1. Die Aufforderung zur Mängelbeseitigung mit Fristsetzung ist entbehrlich, wenn sie eine nutzlose Förmlichkeit wäre. Das ist z. B. der Fall, wenn sich der Bauträger/Verkäufer unter Hinweis auf einen - unwirksamen - Gewährleistungsausschluss im Vertrag ernsthaft und endgültig weigert, die Mängel zu beseitigen.

2. Bei dem Ersatz eines Schadens, der neben dem schadenstiftenden Werk entstanden ist (z. B. beschädigter Teppichboden infolge Kellerfeuchtigkeit) bedarf es keiner Fristsetzung, weil deren Zweck, das mit Mängeln behaftete Werk in vertragsgemäßen Zustand zu versetzen, fehlt.

Zum entschiedenen Fall:

Ein Bauträger baute ein Ladenlokal in ein Wohnhaus um und veräußerte es "ohne Haftung für sichtbare oder unsichtbare Sachmängel, gleich welcher Art". Wenig später stellt der Erwerber fest, dass Kellerwände durchfeuchtet sind, in den Keller bei starkem Regen Wasser eindringt und das Flachdach infolge unzureichender Durchlüftung und deshalb anfallenden Kondenswassers schadhaft ist. Er verlangt für die Mängelbeseitigung DM 72.000,- und für den Ersatz der Schäden an den Teppichböden DM 8.000,-.

Bevor der Erwerber den Bauträger zur Mängelbeseitigung auffordert, lehnt dieser unter Hinweis auf den vertraglichen Haftungsausschluss die Gewährleistung endgültig ab.

In seiner Entscheidung qualifiziert der Bundesgerichtshof den Vertrag als Werkvertrag. Die Umbauarbeiten seien mit Neubauarbeiten vergleichbar, folglich habe für das gesamte Gebäude Werkvertragsrecht zu gelten.

Ferner sei der formelhafte Gewährleistungsausschluss unwirksam, mag es sich auch um einen individuellen Vertrag handeln. Etwas anderes gelte nur, wenn der Notar den Erwerber über die einschneidenden Rechtsfolgen der Freizeichnung aufgeklärt habe. Da dies nicht festgestellt sei, müsse man von der Unwirksamkeit ausgehen. Der Bauträger dürfe sich daher nicht auf diese Klausel berufen. Tue er dies dennoch und verweigere er ernsthaft und endgültig die Mängelbeseitigung, so wäre es eine nutzlose Förmlichkeit, wenn der Erwerber ihn dennoch zur Mängelbeseitigung auffordern müsste.
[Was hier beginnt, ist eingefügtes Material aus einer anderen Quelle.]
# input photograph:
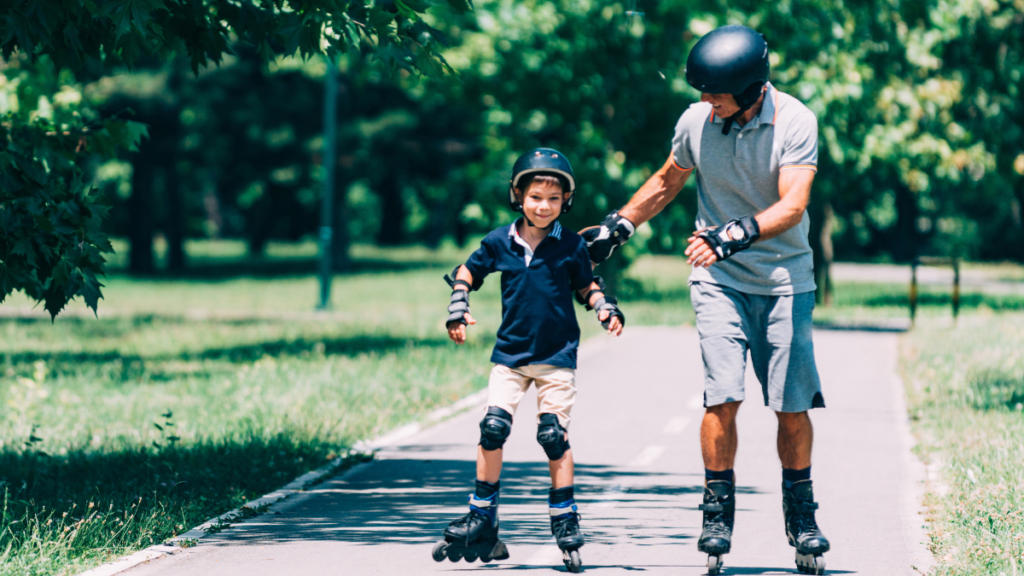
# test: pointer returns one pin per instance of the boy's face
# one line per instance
(543, 203)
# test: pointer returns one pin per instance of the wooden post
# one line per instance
(913, 290)
(955, 288)
(330, 162)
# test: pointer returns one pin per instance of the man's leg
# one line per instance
(718, 437)
(796, 435)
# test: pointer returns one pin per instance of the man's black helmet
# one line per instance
(731, 59)
(543, 161)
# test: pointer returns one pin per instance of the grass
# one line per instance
(966, 387)
(189, 396)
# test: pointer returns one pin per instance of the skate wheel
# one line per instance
(440, 550)
(572, 562)
(500, 551)
(714, 565)
(807, 564)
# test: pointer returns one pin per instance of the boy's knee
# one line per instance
(551, 437)
(495, 428)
Etwas anderes gelte für die Schäden an Wandanstrich, Tapeten und verlegten Teppichböden. Hier bedürfe es von vornherein keiner Fristsetzung, weil deren Zweck fehle. Mit der Fristsetzung solle dem Auftragnehmer/Unternehmer eine letzte Gelegenheit eingeräumt werden, das noch mit Mängeln behaftete Werk in den vertragsgemäßen Zustand zu versetzen, ehe an deren Stelle die finanziell regelmäßig belastendere Gewährleistung trete. Da hier jedoch Anstrich, Tapeten und Teppichböden zunächst beanstandungsfrei waren, seien sie nicht Gegenstand der nötigen Nachbesserung.

 

Link zur Entscheidung

( BGH, Urteil vom 15.03.1990, VII ZR 311/88; BauR 90, 466 = NJW-RR 90, 786)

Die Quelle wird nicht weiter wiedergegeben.